New book tells story of God's grace at work in a life of mission and service

In a spirit of great joy and anticipation, Sr Corrie van den Bosch MSS launched her new book, Graced Beyond Telling – A Soul’s Dark Journey in Melbourne this month. 

More than 100 guests attended the launch at St Thomas the Apostle school and parish hall in Blackburn, on February 15, which included many of the Melbourne-based Missionary Sisters of Service, friends from the Victorian Bushwalking Club, her many prayer and reading group friends, former work colleagues, members of the MSS Stewardship Council and members of her family. 

Sr Corrie van den Bosch MSS with her new book, ‘Graced Beyond Telling’. PHOTO: MSS website/Fiona Basile.

Former executive director of The John Wallis Foundation (now Highways and Byways, Healing the Land, Healing Ourselves, Together), Liz McAloon, served as MC for the evening, with congregational leader Stancea Vichie MSS providing the Acknowledgement of Country and giving the audience some background to the MSS story. She explained that Corrie’s book launch also served as the first official event to mark the MSS’s 80-year anniversary of foundation. 

Professor Gabrielle McMullen AM officially launched the book, providing some key reflections on Corrie’s insightful, raw and moving writing.  

Taking to the podium, Corrie shared with those gathered something of what writing this book had done for her, of how she came to take up journal writing which she says, “has been such a powerful means of coming to understand my inner life”. She also spoke of the presence of God, working unrecognised through the messiness and brokenness of her life. 

“Only in retrospect did I begin to recognise it.
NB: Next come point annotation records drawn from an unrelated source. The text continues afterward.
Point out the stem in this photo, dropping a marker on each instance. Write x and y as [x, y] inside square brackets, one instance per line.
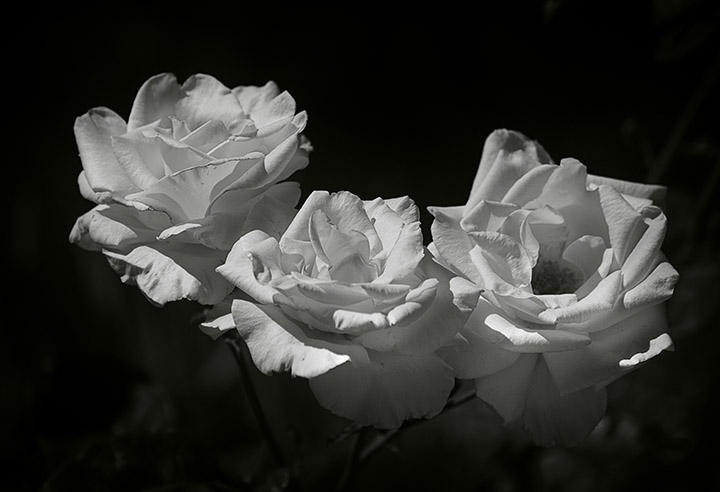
[678, 132]
[352, 461]
[260, 418]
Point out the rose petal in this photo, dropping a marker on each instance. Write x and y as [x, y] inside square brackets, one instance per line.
[433, 323]
[597, 302]
[586, 253]
[566, 192]
[506, 390]
[207, 136]
[526, 397]
[219, 319]
[333, 245]
[139, 157]
[465, 294]
[487, 216]
[506, 157]
[116, 227]
[93, 133]
[405, 207]
[252, 97]
[165, 273]
[511, 336]
[154, 101]
[601, 360]
[453, 244]
[406, 254]
[205, 98]
[388, 224]
[188, 194]
[476, 357]
[625, 225]
[386, 390]
[252, 263]
[277, 344]
[502, 263]
[645, 254]
[275, 112]
[654, 193]
[552, 418]
[530, 186]
[656, 287]
[275, 210]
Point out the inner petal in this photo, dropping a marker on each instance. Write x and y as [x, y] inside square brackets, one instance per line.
[555, 276]
[346, 253]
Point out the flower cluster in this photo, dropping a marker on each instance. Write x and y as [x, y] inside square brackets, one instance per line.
[544, 287]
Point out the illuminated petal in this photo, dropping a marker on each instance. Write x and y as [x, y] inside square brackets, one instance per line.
[386, 390]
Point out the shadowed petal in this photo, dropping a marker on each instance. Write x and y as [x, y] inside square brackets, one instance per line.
[277, 344]
[507, 156]
[93, 133]
[601, 360]
[154, 101]
[386, 390]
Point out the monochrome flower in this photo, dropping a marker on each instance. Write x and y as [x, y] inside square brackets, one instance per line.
[177, 184]
[349, 298]
[564, 279]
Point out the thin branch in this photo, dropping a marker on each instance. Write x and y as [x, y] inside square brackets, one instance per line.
[238, 352]
[683, 122]
[352, 460]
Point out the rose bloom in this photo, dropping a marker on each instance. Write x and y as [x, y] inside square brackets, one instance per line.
[175, 185]
[565, 281]
[349, 298]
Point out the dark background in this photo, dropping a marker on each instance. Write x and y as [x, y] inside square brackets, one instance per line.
[102, 391]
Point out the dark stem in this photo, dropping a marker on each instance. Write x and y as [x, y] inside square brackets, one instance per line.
[352, 460]
[237, 349]
[694, 104]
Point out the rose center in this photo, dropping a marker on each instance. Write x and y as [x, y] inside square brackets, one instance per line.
[554, 277]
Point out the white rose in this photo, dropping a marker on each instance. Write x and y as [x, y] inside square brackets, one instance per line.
[565, 280]
[349, 298]
[176, 183]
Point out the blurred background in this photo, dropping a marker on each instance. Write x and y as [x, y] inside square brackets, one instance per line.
[102, 391]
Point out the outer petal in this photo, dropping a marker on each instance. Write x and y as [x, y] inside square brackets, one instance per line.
[655, 193]
[423, 334]
[476, 357]
[253, 262]
[625, 225]
[405, 256]
[154, 101]
[277, 344]
[218, 319]
[93, 132]
[506, 390]
[601, 360]
[387, 389]
[563, 419]
[252, 97]
[566, 191]
[116, 226]
[454, 245]
[204, 99]
[187, 194]
[490, 325]
[507, 156]
[222, 230]
[167, 273]
[526, 397]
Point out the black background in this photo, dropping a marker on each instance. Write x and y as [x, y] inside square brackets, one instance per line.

And now, reading those journals years later, I kept being astonished at how clearly God was present and working,” Corrie reflected.  

In her remarks, Prof McMullan said it was a privilege to be invited by Corrie to launch her book.

“Furthermore, I am going to suggest, the nature of this book is such, that a journey through its pages will also be a privilege for each reader,” she said.

“It seems appropriate that this occasion is the first event to mark the 80th anniversary of the founding of the Missionary Sisters of Service.”

Prof McMullan said the foundations of the book, which give it its strength and authenticity, are Corrie’s journals, written faithfully for some 45 years.

“Being called to journalling was a ‘lightbulb’ moment for Corrie and profoundly influenced her spiritual journey and ultimately gave us this inspirational book. Through her journalling, she became ‘aware of the extraordinary power of words’,” she said.

“This realisation has been reinforced in the re-reading of her journals half a lifetime after some of them were written and in Corrie capturing their essence in this book.

“It is the story of her becoming ‘the Corrie [God] made [her] to be’. ‘Love and gratitude … pervade [her] journals’ and correspondingly this volume.

“This book recounts Corrie’s parallel journeys – an historical journey on the highways and byways with the Missionary Sisters of Service and a spiritual journey of understanding her place in the Cosmos.”

Corrie writes: “This book is first of all the story of grace, of God’s gracious working in my life … Only secondarily is it my story.

“While I was going about my ordinary daily life, unbeknown to me, the One who is mighty was doing great things in me. I needed to write this story … It is my hope and prayer that my journal journey may serve as something of a mirror in which readers may recognise more deeply the Spirit’s working in their own lives.”

This article was drawn from information on the Missionary Sisters of Service website.